Dr. Robyne Hanley-Dafoe:
Exactly.
Jay Papasan:
It’ss like with giant, horrible interest rate on it.
Dr. Robyne Hanley-Dafoe:
Exactly. So, if I know-
Jay Papasan:
90 minutes versus seven years?
Dr. Robyne Hanley-Dafoe:
90 seconds
Jay Papasan:
It’s 90 seconds
Dr. Robyne Hanley-Dafoe:
It’s 90 seconds. So, if you just, all of a sudden, got a piece of information and now all of a sudden you’re feeling angry or scared or perhaps feeling a bit sad, if we just take that emotion and even just if it’s sadness, even just like take 90 seconds, just breathe, hold our heart and be like, “Yeah, that hurt,” “That’s disappointing,” “I’m scared,” or “I’m sad,” whatever it is, and then, 90 seconds, then move on, we’ve actually processed it, or what we call digested essentially those molecules of those emotions.

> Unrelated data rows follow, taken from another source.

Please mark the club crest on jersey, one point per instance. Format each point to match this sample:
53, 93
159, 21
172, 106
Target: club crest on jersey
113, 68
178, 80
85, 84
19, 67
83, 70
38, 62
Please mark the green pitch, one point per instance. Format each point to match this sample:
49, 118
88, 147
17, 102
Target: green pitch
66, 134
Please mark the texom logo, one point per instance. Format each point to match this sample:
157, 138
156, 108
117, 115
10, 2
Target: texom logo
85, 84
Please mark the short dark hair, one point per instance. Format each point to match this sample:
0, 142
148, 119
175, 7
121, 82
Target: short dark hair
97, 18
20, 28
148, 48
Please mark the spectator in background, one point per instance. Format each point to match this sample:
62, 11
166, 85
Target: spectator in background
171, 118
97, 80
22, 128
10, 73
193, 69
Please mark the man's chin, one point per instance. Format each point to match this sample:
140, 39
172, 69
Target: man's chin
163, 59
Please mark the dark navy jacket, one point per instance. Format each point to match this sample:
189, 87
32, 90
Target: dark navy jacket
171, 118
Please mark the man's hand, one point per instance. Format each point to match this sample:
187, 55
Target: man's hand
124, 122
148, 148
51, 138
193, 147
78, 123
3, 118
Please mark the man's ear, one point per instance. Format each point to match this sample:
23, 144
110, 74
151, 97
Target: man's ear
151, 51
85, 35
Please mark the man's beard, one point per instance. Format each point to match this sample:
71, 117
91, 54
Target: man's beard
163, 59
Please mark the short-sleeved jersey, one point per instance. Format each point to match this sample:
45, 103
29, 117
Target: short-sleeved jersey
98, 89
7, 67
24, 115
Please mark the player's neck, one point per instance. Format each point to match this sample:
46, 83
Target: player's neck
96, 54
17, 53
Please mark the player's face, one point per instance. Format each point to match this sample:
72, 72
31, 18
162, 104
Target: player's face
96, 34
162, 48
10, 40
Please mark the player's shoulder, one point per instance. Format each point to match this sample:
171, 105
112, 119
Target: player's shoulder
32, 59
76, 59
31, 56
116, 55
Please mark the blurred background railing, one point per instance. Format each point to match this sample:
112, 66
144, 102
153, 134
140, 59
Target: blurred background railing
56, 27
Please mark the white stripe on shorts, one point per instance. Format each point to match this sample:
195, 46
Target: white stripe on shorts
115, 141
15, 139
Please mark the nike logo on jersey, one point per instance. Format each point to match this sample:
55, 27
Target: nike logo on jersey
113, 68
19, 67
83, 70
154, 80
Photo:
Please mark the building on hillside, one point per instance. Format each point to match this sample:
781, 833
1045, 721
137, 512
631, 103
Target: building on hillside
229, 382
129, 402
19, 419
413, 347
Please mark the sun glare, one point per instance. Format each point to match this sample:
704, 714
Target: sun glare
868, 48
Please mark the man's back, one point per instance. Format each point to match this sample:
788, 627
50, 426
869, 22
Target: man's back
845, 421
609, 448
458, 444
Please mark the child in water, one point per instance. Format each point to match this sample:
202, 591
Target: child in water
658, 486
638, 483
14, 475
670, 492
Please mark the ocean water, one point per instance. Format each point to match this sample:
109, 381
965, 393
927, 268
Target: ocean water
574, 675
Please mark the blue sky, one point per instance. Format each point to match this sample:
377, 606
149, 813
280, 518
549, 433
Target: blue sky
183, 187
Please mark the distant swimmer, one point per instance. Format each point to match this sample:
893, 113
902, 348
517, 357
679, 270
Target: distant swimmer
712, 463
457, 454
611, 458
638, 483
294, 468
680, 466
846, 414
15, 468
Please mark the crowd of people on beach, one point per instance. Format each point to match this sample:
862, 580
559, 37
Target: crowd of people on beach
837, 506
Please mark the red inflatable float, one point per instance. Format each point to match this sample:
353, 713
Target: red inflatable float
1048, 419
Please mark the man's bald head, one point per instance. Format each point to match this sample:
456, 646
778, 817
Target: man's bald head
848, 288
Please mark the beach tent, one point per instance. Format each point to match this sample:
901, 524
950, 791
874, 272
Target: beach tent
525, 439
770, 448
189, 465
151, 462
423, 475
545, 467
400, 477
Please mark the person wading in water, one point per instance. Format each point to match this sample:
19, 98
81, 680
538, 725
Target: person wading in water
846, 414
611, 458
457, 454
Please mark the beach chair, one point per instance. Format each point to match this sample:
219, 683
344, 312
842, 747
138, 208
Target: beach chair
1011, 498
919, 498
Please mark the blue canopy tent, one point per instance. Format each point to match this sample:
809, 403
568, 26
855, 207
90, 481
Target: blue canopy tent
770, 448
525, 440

However, if we hold it and don’t process it, that’s gonna start causing all of these health issues, which why we’re seeing massive insurges of mental health and emotional health. And there’s lots of other factors, but that’s one that is within our control that we could think about.
Jay Papasan:
Okay. It kind of blows the mind. She shared this in her keynote and that she shares it in the podcast, if we don’t experience these strong emotions, kind of live with them, even just for 90 seconds, we can carry them chemically around in our bodies for like seven years. And you imagine all the times we’ve tried to be too stoic, we tried to grit our teeth and just be, “Nope, I can handle this. I’ll put a brave face on it and move through it,” how much baggage are we carrying forward?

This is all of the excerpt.